In sum, I suggest that an ethical theory
centered in a distinction between virtues and vices cannot produce what it
promises. It does not expose the
depersonalization inherent in an ethical theory which elevates a norm or
practice conducive to the realization of a distinctive purpose to the status of
a moral virtue. That exposure requires
an analysis of everyday experiences which shows that virtues are designed to
subject passion and desire to the rule of reason.
This critique expresses my conviction that
a virtue-ethics is inherently depersonalizing in two ways. (1) Intensely
personal involvements are inherently passionate and (2) Subjecting passion to
the rule of reason fosters the sort of impersonal exchanges (transactions)
which function well in relationships between detached individuals. For an empirical analysis which supports this
conviction, we need only consider the everyday experiences of so many Catholics
who were taught that, to deal with outbursts of frustrated rage, they must
acquire the virtue of patience.
This moral discourse does not explicitly
invoke the supposition that our passions must be subjected to the rule of
reason, but that supposition is inherent in the way that a call to be more
patient is surrounded with a language which fosters emotional reactions encoded
in an extensive repertoire of judgments and strategies. To appreciate the fact that these emotional
reactions do violence to one’s deepest feelings, note that anger and
frustration are triggered by pain and complicated by a fear of erupting
violently which generates judgments that anger is immoral (or less than
human). And since unrestrained eruptions
of passion can disrupt transactions between and among detached individuals, the
process of socialization transforms these judgments into strategies designed to
bury the pain and anxiety which evokes anger.

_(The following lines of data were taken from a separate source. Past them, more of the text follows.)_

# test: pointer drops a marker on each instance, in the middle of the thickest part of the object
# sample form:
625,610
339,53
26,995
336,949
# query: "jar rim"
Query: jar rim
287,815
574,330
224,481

And a language centered in a distinction between virtues and vices
allows them to pose as moral judgments.
(Addendum: Years ago, I encountered a statement that
still rings true: “Emotional reactions
designed to master pain and anger bury these deep feelings alive. They may serve
us well socially, but the feelings they bury will eventually become weapons to
be used against somebody.”)
To clarify the point at issue: I often suggest that the language which
enables unique individuals to process experience in ways conducive to deepening
person-to-person involvements calls us to integrate our deepest feelings rather
than to control them. Clearly,
presenting patience as a virtue (1) encodes practices designed to enable moral
agents to endure pain and control anger and (2) calls individuals to practice
the strategies in question until they become so habitual that they seem to be
spontaneous. Equally clearly, they call
individuals to focus their moral energy on subjecting anger to the rule of an
ethical theory purportedly legitimated by the rule of reason.
In marked contrast, the language of
intimacy generates empirical analyses of language and experience which reveal
that such a project is ultimately counter-productive. Like it or not, feelings buried alive take
revenge by distorting other feelings evoked by intensely personal
involvements. Consequently, my critique
of any virtue-ethic is an expression of my conviction that the language of
intimacy calls for vulnerable and respectful self-revelations which escape the
formative power of the repertoire of emotional reactions which have given shape
and form to our personal histories.
At the very least, therefore, a
virtue-ethics cannot enrich the inner journey which is essential to any shared
journey to deepening person-to-person involvement. And for those who are seduced by a rhetoric
which suggests that one must work at being more patient, it encodes an illusory
promise of self-sufficiency indebted to the time when metaphors of
individuality first emerged as counter-points to totalitarian social orders.